At Salmon Bay, I knew Roseate Terns had been seen so we got off there and headed for Jeannies Lookout. There were a couple of large rocks offshore and after scouring them I managed to find 2 Roseate Terns amongst the Great Crested and Cormorants. Not a great shot but at least I saw them.
Great Crested Tern (Sterna bergii)
Roseate Tern (Sterna dougallii)
Back on a very crowded bus and our next stop was Vlamingh Bay. The map calls it the West End but I think it is the furtherest northern spot. Anyway, there is a short boardwalk out onto the cliffs with stunning views of the coastline and ocean. Ospreys rule the roost here with a nest that apparantly dates back 80 years! There were 4 birds here, presumably 2 adults and 2 youngsters.
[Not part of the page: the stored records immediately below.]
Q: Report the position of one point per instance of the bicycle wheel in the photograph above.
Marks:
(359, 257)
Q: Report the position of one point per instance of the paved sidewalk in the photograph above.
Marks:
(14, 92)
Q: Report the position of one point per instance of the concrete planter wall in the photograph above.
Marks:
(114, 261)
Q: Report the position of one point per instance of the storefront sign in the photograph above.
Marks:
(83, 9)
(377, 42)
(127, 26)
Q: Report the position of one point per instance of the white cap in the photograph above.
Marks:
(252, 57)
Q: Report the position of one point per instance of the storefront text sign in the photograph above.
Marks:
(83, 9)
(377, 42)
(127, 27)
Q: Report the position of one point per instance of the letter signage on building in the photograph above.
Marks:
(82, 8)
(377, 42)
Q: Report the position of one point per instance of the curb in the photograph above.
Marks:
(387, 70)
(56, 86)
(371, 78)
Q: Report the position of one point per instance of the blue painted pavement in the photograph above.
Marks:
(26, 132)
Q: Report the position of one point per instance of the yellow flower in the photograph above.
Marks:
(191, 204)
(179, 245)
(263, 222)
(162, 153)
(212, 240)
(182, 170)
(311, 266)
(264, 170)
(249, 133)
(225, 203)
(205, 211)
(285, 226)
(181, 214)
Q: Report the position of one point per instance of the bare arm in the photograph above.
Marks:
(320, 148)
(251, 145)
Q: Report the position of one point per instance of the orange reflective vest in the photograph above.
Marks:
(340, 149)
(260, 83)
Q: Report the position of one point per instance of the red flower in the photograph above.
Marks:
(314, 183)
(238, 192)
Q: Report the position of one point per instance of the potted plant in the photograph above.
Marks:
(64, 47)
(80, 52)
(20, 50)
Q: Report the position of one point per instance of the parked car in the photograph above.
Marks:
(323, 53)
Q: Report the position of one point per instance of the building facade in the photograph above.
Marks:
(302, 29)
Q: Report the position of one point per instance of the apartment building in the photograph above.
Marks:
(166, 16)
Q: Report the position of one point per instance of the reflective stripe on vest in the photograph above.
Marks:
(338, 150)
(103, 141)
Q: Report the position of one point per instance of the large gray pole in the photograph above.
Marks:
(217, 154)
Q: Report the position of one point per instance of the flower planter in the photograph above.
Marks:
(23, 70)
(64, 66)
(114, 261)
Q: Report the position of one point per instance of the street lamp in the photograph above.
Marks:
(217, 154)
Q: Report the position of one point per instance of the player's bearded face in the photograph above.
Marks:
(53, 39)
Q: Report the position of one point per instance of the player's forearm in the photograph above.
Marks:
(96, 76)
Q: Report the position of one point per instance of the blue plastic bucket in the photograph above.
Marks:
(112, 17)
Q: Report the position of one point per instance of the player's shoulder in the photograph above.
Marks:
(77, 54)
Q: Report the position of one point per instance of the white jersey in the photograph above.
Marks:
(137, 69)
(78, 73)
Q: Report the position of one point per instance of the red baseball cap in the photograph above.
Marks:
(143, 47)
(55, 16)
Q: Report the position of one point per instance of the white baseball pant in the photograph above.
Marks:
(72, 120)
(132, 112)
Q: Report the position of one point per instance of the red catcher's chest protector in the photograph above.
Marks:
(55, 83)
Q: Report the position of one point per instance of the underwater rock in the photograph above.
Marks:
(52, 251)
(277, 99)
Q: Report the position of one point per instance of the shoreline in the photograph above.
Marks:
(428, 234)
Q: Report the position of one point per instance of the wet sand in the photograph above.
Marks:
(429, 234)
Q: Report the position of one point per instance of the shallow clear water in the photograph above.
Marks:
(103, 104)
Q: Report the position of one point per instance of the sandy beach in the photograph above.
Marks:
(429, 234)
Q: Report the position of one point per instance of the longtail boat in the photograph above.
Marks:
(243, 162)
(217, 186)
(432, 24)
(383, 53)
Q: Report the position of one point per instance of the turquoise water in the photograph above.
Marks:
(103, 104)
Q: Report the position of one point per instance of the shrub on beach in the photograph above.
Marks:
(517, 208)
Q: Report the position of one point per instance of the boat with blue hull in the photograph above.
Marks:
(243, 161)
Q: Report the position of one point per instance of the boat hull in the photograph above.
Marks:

Keeping well out of their way were Bridled Terns wheeling around the cliffs and occasionally resting on the rocks.
Australasian Osprey (Pandion haliaetus cristatus)
Bridled Tern (Sterna anaethetus)
We made a couple more stops on the way back to Thomson Bay. There are 20 stops altogether and it is so well organised, albeit very busy. Back in a still very busy area, it was happy hour at the local Italian, so we headed there.
And so, back to the main event. The Quokka. They are one of the smallest species of wallaby and Rottnest Island has the biggest and most secure population of them in Australia. Around the main centre at Thomson Bay, they are totally tame wandering the streets, through tourist legs and into the shops. I even found a mum and joey curled up asleep in a drain!
Quokka (Setonix brachyurus)
Ideally to get the best views of the Quokka, you need to stay overnight. They are nocturnal and start to emerge in the late afternoon. This is great to see them in more natural environs than the drains! However, if you are here for the day, my advice is to get the first ferry over and find them while they are still active and there are fewer people around. We saw them in the patch of trees next to Somerville Drive when we first arrived. As the day warms, they retreat and sleep so there are fewer of them around.
A growing trend is to take 'Quokka selfies' and we saw people posing very close to them, which I didn't really like. The Quokka didn't seem to mind though. They are amongst the tamest marsupials I have ever seen. But you can see why people like them so much.